考えてみれば、これから僕は彼女と二人で旅に出るのだろうか。ずっと一緒の二人旅。冒険者なんて遠出すれば野宿もあり得るし、できる範囲で身体を拭いたり着替えたりもする。考えれば考えるほど顔を冷ますのが上手くいかない。これからこれ以上のことがたびたび起こるとすれば、頭を抱えずにはいられない。
「と、とにかく僕も冒険者としては先輩だしね! これからよろしくねステラ!」
気を取り直して彼女の方を振り向き、気持ち元気よく決意表明をする。顔の赤さがまだ残ってないかと不安な気持ちを抱えながら目の前の彼女の様子を確認する。目の前に彼女がいない。
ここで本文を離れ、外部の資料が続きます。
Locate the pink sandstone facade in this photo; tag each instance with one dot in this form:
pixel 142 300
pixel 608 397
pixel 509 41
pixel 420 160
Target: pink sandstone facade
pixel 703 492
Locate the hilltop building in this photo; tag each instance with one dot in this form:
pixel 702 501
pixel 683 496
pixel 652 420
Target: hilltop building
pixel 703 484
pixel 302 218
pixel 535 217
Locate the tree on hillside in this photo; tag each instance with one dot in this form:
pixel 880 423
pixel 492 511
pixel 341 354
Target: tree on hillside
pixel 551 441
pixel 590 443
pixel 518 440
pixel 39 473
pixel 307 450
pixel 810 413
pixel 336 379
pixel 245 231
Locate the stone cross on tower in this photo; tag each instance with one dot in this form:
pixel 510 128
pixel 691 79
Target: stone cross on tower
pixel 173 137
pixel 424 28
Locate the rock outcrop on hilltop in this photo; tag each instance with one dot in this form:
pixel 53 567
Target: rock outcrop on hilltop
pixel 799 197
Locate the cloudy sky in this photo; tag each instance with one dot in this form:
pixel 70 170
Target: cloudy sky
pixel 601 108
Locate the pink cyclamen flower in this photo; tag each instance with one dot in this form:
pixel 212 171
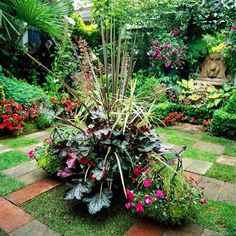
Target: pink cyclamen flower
pixel 66 172
pixel 71 160
pixel 9 110
pixel 139 207
pixel 159 193
pixel 147 183
pixel 148 200
pixel 203 200
pixel 127 205
pixel 130 195
pixel 31 154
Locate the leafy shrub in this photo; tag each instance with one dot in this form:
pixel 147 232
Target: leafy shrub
pixel 168 51
pixel 163 109
pixel 164 195
pixel 223 124
pixel 217 97
pixel 12 116
pixel 21 92
pixel 45 118
pixel 192 93
pixel 197 112
pixel 2 94
pixel 46 158
pixel 149 87
pixel 88 32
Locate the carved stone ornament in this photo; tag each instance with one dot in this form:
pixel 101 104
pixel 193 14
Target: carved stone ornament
pixel 213 70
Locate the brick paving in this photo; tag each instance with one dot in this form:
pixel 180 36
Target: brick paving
pixel 33 176
pixel 4 149
pixel 12 217
pixel 219 190
pixel 22 169
pixel 32 191
pixel 15 222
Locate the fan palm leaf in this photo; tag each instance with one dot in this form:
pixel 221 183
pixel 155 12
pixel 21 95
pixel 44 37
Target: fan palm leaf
pixel 48 17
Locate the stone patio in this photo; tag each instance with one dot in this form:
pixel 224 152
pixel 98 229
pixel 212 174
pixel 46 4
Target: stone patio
pixel 15 222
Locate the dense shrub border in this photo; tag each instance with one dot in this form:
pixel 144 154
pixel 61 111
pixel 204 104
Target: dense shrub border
pixel 223 124
pixel 20 91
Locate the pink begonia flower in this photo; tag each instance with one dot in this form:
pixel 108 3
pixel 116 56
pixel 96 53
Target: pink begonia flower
pixel 127 205
pixel 31 154
pixel 203 200
pixel 159 193
pixel 64 173
pixel 9 110
pixel 71 160
pixel 147 183
pixel 148 200
pixel 139 207
pixel 130 195
pixel 133 180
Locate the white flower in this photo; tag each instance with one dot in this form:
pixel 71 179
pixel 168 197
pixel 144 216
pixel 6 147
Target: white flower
pixel 70 20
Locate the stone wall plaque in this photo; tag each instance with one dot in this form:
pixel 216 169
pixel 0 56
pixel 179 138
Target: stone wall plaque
pixel 213 70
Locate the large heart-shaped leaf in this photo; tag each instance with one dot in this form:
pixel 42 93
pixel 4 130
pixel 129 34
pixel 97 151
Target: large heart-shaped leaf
pixel 78 192
pixel 98 174
pixel 99 201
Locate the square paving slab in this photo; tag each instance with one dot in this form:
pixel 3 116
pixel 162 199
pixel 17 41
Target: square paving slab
pixel 209 147
pixel 32 190
pixel 199 167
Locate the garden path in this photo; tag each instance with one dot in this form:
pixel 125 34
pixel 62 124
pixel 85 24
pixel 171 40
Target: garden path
pixel 201 162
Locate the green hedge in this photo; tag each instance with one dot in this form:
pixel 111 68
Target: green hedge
pixel 223 124
pixel 163 109
pixel 230 106
pixel 20 91
pixel 197 112
pixel 2 94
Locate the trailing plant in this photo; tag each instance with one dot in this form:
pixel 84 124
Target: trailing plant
pixel 113 139
pixel 2 94
pixel 163 194
pixel 12 116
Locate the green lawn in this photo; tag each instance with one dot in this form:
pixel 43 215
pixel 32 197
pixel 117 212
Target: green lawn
pixel 230 149
pixel 222 172
pixel 218 216
pixel 18 142
pixel 9 185
pixel 196 154
pixel 165 131
pixel 12 158
pixel 180 140
pixel 213 139
pixel 51 209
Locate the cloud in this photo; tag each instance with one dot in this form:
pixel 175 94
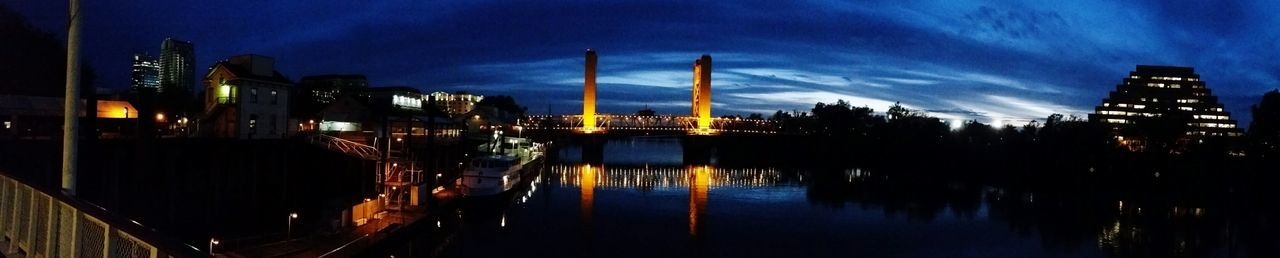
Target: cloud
pixel 963 59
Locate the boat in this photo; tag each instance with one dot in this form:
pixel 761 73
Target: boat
pixel 501 167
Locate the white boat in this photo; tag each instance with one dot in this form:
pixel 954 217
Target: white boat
pixel 502 169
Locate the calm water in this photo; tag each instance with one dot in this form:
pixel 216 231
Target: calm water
pixel 645 202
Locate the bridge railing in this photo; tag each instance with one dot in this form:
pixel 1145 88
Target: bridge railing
pixel 39 222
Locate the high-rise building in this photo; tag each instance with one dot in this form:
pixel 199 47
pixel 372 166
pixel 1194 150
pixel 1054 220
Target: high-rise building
pixel 146 72
pixel 1165 92
pixel 177 65
pixel 702 100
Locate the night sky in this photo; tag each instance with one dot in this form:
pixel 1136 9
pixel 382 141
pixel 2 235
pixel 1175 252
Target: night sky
pixel 959 59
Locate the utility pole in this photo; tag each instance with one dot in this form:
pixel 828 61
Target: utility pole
pixel 71 102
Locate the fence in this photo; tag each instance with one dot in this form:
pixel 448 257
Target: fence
pixel 40 222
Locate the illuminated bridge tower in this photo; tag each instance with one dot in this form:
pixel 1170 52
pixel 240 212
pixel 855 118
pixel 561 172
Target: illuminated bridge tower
pixel 589 93
pixel 702 102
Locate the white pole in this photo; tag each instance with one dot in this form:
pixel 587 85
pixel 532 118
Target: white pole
pixel 71 107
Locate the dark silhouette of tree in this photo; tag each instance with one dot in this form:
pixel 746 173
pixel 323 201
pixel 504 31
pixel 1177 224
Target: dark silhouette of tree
pixel 504 104
pixel 33 61
pixel 1162 133
pixel 1265 128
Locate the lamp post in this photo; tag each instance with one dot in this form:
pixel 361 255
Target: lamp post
pixel 289 233
pixel 211 243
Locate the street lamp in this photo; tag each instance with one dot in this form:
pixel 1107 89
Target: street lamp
pixel 289 233
pixel 211 243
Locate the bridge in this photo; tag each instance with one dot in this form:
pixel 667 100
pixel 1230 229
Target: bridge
pixel 45 222
pixel 654 124
pixel 698 123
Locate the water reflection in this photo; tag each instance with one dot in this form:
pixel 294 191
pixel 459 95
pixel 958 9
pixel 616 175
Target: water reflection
pixel 586 184
pixel 699 183
pixel 878 212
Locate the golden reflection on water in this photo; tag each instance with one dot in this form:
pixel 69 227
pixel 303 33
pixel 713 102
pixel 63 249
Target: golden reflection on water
pixel 699 180
pixel 586 182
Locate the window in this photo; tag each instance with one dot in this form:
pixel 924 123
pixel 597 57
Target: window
pixel 252 123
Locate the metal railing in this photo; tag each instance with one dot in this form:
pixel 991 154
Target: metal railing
pixel 39 222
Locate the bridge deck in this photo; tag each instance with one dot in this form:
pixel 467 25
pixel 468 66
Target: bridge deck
pixel 657 123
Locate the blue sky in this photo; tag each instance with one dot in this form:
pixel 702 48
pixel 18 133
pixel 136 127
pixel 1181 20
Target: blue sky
pixel 996 61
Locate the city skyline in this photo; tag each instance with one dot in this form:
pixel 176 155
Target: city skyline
pixel 961 60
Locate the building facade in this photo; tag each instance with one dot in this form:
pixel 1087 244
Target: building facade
pixel 177 65
pixel 146 73
pixel 396 98
pixel 1165 92
pixel 246 98
pixel 456 104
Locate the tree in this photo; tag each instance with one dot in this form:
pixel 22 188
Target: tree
pixel 501 102
pixel 33 61
pixel 1265 128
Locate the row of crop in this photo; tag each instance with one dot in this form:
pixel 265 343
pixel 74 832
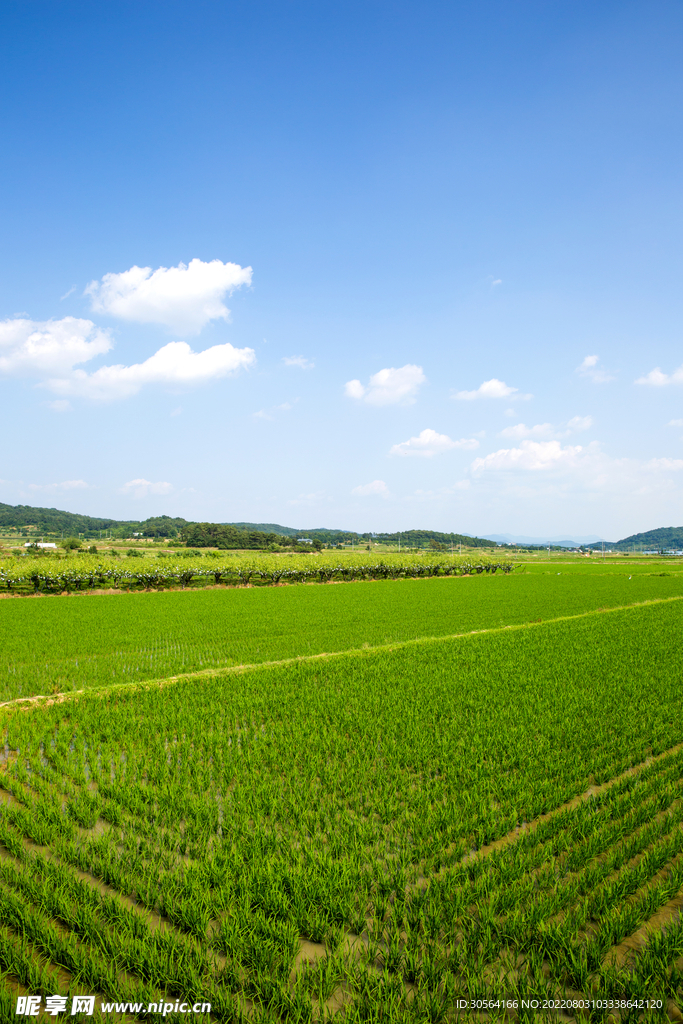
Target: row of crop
pixel 309 798
pixel 39 579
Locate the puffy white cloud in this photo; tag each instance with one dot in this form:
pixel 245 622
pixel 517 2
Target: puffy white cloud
pixel 142 487
pixel 429 443
pixel 589 368
pixel 489 389
pixel 40 347
pixel 656 378
pixel 174 364
pixel 376 487
pixel 183 297
pixel 298 360
pixel 388 386
pixel 521 430
pixel 531 456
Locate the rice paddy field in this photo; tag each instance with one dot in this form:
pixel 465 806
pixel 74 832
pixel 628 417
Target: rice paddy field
pixel 403 800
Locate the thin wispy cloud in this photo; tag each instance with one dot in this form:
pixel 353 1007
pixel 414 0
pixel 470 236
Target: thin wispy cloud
pixel 269 414
pixel 590 369
pixel 38 348
pixel 183 298
pixel 298 360
pixel 656 378
pixel 428 443
pixel 63 485
pixel 548 430
pixel 376 488
pixel 142 488
pixel 530 456
pixel 388 387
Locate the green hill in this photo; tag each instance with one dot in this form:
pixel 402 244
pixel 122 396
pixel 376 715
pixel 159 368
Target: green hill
pixel 54 522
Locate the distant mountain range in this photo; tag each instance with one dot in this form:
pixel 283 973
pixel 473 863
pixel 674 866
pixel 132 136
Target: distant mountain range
pixel 559 542
pixel 664 539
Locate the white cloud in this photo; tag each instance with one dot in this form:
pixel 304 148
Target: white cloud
pixel 298 360
pixel 65 485
pixel 40 347
pixel 142 487
pixel 183 297
pixel 656 378
pixel 589 368
pixel 269 414
pixel 489 389
pixel 529 456
pixel 376 487
pixel 666 465
pixel 578 423
pixel 547 430
pixel 174 364
pixel 388 386
pixel 521 430
pixel 429 443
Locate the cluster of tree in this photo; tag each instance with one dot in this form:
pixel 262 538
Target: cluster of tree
pixel 55 522
pixel 319 534
pixel 162 525
pixel 663 539
pixel 432 539
pixel 224 536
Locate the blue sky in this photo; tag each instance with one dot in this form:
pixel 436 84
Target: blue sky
pixel 368 265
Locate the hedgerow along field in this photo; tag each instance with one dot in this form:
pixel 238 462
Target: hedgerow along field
pixel 55 645
pixel 377 834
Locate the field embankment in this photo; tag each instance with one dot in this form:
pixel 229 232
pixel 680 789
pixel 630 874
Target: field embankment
pixel 58 645
pixel 322 836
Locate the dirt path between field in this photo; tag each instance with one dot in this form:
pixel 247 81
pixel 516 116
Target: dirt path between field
pixel 45 700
消えてしまったのかと一瞬思ったが、すぐに勘違いだとわかる。彼女はそこにいた。ただ仰向けに寝ていたから消えたように見えただけだった。
「ステラ?」
彼女の上半身はだらりと横長の石の椅子に横たわっていた。両足だけ先ほど腰かけていた時のように椅子から地面へと下がっている。弛緩したその顔には何の意志も感じられず、まるで彼女の彼女たる要素の全てがこそげ落ちてしまったかのようだった。
「……ステラ?」
これまで自由奔放に駆け回ってきた彼女とは似ても似つかないくらい、目の前のそれは微動だにしなかった。まるで人形のように。死体のように。